- The Washington Times - Monday, January 20, 2003

LONDON Saddam Hussein hailed the anti-war demonstrations in the United States during the weekend as proof that Americans back Iraq rather than President Bush.
Further pressure to head off a war came from Pope John Paul II, who gathered leaders of the world's largest religions in the Vatican and issued a joint condemnation of any war on Iraq.
"They are supporting you because they know that evildoers target Iraq to silence any dissenting voice to their evil and destructive policies," Saddam told senior officers, including his son Qusay, commander of the elite Republican Guard.

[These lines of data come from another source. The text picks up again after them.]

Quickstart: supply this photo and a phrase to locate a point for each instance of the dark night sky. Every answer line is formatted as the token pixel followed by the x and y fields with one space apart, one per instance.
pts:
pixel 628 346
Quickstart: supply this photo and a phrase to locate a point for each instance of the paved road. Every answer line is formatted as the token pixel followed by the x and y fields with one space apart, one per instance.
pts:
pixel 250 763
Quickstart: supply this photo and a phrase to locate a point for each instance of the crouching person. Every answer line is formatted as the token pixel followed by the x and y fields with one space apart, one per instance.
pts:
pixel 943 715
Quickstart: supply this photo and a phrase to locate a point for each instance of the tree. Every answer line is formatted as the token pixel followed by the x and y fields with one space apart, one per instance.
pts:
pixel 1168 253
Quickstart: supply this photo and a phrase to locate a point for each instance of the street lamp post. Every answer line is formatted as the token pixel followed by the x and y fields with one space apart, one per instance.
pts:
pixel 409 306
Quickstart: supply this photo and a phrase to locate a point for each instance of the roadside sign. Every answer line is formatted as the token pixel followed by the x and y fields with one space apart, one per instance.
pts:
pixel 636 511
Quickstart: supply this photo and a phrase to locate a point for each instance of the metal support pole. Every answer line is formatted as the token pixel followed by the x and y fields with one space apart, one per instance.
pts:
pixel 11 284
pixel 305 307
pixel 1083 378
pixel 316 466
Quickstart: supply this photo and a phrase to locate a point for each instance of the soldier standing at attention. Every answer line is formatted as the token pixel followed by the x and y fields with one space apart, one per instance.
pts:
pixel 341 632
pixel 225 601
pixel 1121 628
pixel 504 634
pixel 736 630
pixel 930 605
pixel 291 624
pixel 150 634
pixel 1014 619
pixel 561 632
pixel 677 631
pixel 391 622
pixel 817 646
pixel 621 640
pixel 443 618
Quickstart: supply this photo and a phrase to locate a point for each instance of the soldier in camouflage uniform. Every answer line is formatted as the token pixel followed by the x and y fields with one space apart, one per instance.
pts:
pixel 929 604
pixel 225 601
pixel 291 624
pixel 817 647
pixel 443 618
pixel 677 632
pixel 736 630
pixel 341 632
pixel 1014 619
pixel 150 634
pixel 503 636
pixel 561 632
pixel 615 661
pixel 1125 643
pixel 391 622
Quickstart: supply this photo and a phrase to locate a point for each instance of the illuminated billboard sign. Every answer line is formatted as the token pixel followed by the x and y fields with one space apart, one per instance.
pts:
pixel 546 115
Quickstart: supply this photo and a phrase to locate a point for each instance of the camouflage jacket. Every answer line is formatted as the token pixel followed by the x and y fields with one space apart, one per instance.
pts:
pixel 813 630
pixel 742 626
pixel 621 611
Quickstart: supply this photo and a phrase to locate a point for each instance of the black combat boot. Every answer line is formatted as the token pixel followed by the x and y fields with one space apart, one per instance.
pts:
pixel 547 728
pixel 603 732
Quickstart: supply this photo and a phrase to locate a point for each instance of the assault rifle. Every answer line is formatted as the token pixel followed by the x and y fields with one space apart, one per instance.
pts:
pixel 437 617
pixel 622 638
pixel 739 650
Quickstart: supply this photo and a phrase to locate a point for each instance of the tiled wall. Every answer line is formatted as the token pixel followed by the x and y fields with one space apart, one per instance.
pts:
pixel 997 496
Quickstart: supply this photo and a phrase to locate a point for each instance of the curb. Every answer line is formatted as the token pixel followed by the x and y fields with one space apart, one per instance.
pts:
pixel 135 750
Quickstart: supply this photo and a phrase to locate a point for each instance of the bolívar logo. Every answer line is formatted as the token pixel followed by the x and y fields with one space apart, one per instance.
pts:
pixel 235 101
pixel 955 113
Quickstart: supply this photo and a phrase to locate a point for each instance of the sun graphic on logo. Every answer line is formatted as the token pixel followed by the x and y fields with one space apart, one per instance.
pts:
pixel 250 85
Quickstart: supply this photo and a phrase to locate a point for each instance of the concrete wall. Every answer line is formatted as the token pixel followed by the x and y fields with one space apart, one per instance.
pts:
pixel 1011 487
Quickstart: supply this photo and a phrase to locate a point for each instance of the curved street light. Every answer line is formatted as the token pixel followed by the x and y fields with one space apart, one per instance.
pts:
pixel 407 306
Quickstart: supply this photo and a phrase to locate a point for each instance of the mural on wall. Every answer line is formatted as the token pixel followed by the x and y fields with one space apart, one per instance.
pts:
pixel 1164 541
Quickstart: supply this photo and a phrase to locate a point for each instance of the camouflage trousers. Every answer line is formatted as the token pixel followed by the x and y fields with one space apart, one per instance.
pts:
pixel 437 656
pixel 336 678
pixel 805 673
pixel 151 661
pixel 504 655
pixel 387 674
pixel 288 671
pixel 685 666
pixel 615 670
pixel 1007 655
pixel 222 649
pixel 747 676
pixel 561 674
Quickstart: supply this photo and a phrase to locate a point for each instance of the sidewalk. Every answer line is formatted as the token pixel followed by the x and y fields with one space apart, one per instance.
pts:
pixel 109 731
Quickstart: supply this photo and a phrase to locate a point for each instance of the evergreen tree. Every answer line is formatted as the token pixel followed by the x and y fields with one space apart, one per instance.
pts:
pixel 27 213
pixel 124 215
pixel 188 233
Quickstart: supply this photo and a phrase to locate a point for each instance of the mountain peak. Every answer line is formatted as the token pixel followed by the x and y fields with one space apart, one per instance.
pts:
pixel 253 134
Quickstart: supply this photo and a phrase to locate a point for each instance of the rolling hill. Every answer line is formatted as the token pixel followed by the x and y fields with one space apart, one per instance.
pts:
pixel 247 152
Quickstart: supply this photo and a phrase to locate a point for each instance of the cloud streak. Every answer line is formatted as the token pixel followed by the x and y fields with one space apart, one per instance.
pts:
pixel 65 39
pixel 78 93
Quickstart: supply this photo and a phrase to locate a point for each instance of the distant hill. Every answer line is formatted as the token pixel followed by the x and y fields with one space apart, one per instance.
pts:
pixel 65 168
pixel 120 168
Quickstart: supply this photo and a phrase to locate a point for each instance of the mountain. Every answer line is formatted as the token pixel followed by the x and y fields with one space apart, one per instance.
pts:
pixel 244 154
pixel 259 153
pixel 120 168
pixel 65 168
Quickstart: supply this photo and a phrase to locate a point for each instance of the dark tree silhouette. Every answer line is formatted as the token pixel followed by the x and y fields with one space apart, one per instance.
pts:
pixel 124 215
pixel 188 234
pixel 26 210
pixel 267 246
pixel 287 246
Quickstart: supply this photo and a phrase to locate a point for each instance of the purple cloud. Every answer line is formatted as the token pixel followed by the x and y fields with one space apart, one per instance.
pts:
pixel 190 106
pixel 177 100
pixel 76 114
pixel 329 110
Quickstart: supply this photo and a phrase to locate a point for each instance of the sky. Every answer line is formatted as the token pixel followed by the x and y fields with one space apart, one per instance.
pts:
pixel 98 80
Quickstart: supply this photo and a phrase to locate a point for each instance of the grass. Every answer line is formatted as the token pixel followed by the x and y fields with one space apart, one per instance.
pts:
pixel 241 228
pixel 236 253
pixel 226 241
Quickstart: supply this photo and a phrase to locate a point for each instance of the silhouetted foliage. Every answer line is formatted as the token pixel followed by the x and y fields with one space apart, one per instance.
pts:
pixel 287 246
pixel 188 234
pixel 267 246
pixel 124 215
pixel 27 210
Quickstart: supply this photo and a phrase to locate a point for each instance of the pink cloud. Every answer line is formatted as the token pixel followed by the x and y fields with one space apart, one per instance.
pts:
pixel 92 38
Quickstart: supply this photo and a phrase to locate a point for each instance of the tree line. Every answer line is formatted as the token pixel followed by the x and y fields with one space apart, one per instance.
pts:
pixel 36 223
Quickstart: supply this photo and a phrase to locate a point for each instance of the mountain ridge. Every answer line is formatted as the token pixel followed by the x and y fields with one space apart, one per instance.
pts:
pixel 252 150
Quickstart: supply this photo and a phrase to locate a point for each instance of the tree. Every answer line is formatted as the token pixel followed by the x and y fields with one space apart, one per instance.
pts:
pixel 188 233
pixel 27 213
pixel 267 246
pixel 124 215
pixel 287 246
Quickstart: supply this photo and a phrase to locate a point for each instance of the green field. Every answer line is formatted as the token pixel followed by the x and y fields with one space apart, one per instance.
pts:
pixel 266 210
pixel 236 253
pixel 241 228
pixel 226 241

A group called Act Now to Stop War and End Racism, which organized the Washington rally, claimed that 500,000 people showed up, which would make it the biggest protest since the Vietnam War.

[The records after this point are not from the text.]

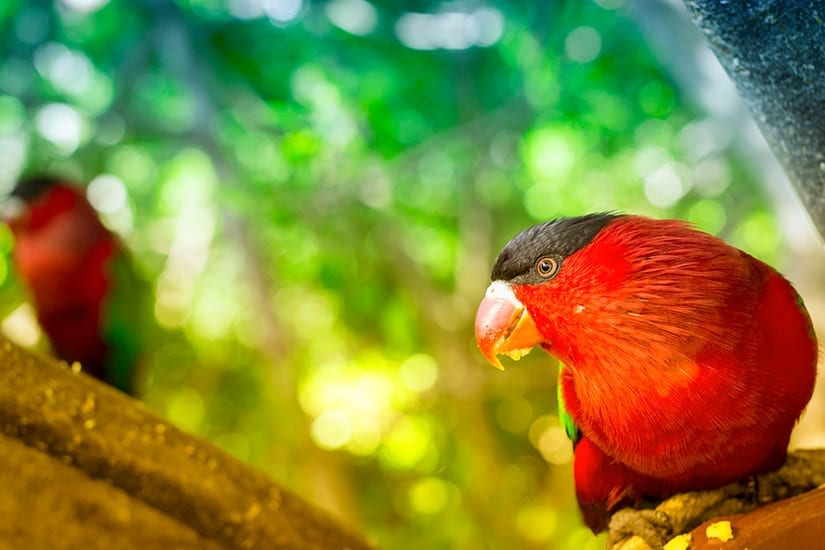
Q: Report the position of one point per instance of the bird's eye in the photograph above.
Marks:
(547, 267)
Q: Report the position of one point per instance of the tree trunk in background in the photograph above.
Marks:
(775, 53)
(84, 466)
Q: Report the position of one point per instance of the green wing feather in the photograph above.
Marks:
(566, 420)
(123, 323)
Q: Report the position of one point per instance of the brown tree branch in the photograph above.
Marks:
(79, 457)
(801, 474)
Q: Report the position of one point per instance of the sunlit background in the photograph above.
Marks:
(314, 191)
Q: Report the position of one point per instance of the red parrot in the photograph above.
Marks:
(685, 361)
(73, 267)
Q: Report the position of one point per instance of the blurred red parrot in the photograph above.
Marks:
(78, 276)
(685, 362)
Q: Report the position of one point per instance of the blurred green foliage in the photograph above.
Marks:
(316, 192)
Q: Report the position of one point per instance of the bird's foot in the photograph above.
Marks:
(638, 529)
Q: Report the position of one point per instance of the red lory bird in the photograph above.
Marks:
(78, 276)
(685, 361)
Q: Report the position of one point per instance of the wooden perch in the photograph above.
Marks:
(773, 509)
(84, 466)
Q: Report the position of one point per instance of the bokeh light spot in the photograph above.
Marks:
(419, 372)
(357, 17)
(429, 495)
(332, 430)
(537, 522)
(62, 125)
(107, 193)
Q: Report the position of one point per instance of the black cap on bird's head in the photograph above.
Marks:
(503, 325)
(555, 239)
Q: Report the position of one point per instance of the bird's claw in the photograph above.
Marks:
(652, 526)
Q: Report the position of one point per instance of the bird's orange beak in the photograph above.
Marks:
(503, 325)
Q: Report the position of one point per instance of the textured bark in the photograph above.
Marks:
(774, 50)
(763, 510)
(84, 466)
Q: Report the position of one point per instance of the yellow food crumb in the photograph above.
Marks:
(719, 530)
(679, 542)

But police estimates ranged from 100,000 to 200,000, and there were few speakers from the mainstream of the Democratic Party, let alone Republicans.

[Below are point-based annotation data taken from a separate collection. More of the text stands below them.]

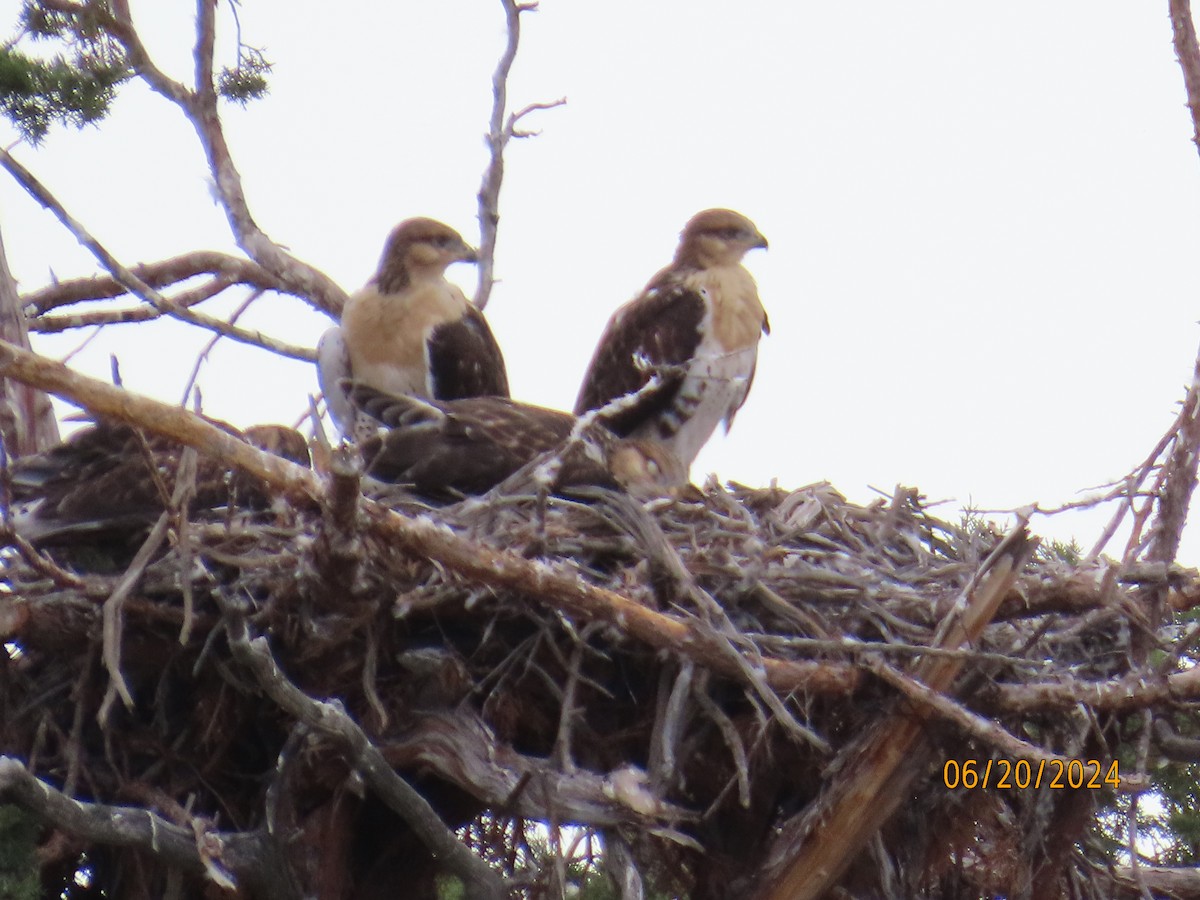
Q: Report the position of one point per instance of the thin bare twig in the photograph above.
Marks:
(499, 132)
(131, 281)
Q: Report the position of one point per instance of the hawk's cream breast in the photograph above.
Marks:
(387, 334)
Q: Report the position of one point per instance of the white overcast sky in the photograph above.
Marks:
(984, 219)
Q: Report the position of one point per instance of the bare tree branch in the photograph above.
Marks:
(499, 132)
(557, 587)
(27, 418)
(329, 718)
(201, 108)
(220, 857)
(132, 282)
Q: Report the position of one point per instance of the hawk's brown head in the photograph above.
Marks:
(647, 468)
(717, 237)
(420, 249)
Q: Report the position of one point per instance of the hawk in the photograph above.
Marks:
(695, 327)
(469, 445)
(112, 478)
(409, 331)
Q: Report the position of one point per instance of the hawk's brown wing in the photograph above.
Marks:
(661, 327)
(462, 447)
(466, 360)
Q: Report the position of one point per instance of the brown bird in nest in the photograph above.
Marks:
(695, 327)
(409, 331)
(113, 477)
(467, 447)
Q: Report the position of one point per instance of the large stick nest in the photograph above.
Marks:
(503, 709)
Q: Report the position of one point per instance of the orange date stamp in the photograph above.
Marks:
(1023, 774)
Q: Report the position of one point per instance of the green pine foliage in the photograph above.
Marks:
(36, 94)
(78, 83)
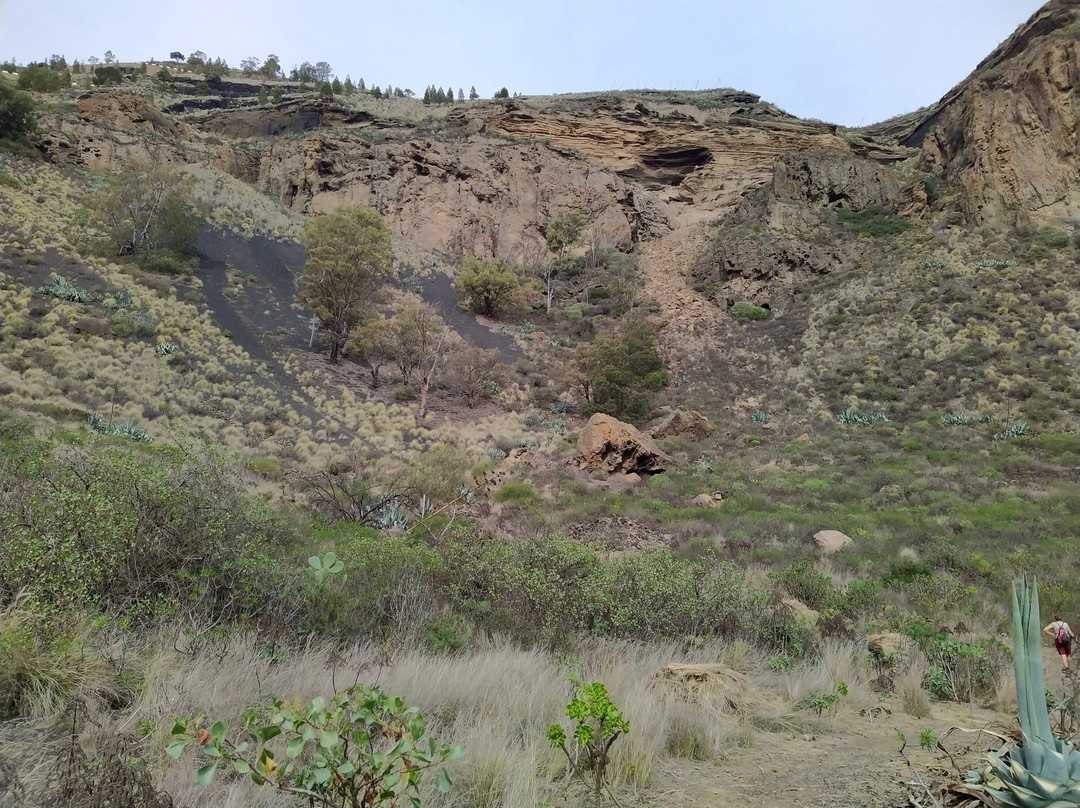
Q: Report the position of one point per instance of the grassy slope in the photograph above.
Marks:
(910, 492)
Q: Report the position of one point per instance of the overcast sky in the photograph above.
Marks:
(850, 62)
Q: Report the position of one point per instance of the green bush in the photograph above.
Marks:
(445, 633)
(1052, 238)
(404, 392)
(619, 372)
(874, 221)
(42, 79)
(515, 494)
(16, 115)
(801, 581)
(487, 285)
(145, 533)
(385, 580)
(107, 76)
(744, 312)
(971, 670)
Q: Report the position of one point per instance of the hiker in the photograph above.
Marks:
(1063, 638)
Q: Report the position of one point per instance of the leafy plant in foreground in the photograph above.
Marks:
(599, 723)
(1044, 772)
(364, 749)
(322, 567)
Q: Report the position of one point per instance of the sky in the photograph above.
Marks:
(848, 62)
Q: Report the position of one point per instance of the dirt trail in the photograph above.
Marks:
(854, 765)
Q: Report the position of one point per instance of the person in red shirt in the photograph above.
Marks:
(1063, 638)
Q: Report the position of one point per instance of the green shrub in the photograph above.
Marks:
(804, 582)
(744, 312)
(107, 76)
(265, 466)
(328, 766)
(445, 633)
(165, 261)
(16, 115)
(522, 494)
(121, 325)
(145, 533)
(619, 372)
(873, 221)
(42, 79)
(971, 670)
(404, 393)
(487, 285)
(1052, 238)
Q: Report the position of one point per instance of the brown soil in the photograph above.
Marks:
(856, 765)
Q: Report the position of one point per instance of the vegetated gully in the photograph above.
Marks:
(267, 317)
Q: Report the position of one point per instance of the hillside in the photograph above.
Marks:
(844, 364)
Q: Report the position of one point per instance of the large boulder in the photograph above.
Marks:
(684, 423)
(831, 541)
(609, 444)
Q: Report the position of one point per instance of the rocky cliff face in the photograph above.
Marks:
(704, 159)
(487, 177)
(1008, 135)
(475, 196)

It was part of a weekend of global protests, with demonstrations in Moscow, Paris, Berlin, Cairo and Damascus, Syria. Most polls show that roughly 60 percent of Americans favor military action. The conclave in the Vatican included 38 religious leaders from 15 countries and drew together faiths as diverse as Buddhism, Islam and Sikhism.
They called for "diplomacy and persuasion" in the Middle East and said: "Opting for peace does not mean a passive acquiescence to evil or compromise of principle. It demands an active struggle against hatred, oppression and disunity, but not by using methods of violence."
The pope has been a vocal critic of U.S. policy toward Iraq. He has publicly attacked sanctions imposed on Iraq and made clear that the Roman Catholic Church will not regard any conflict as just.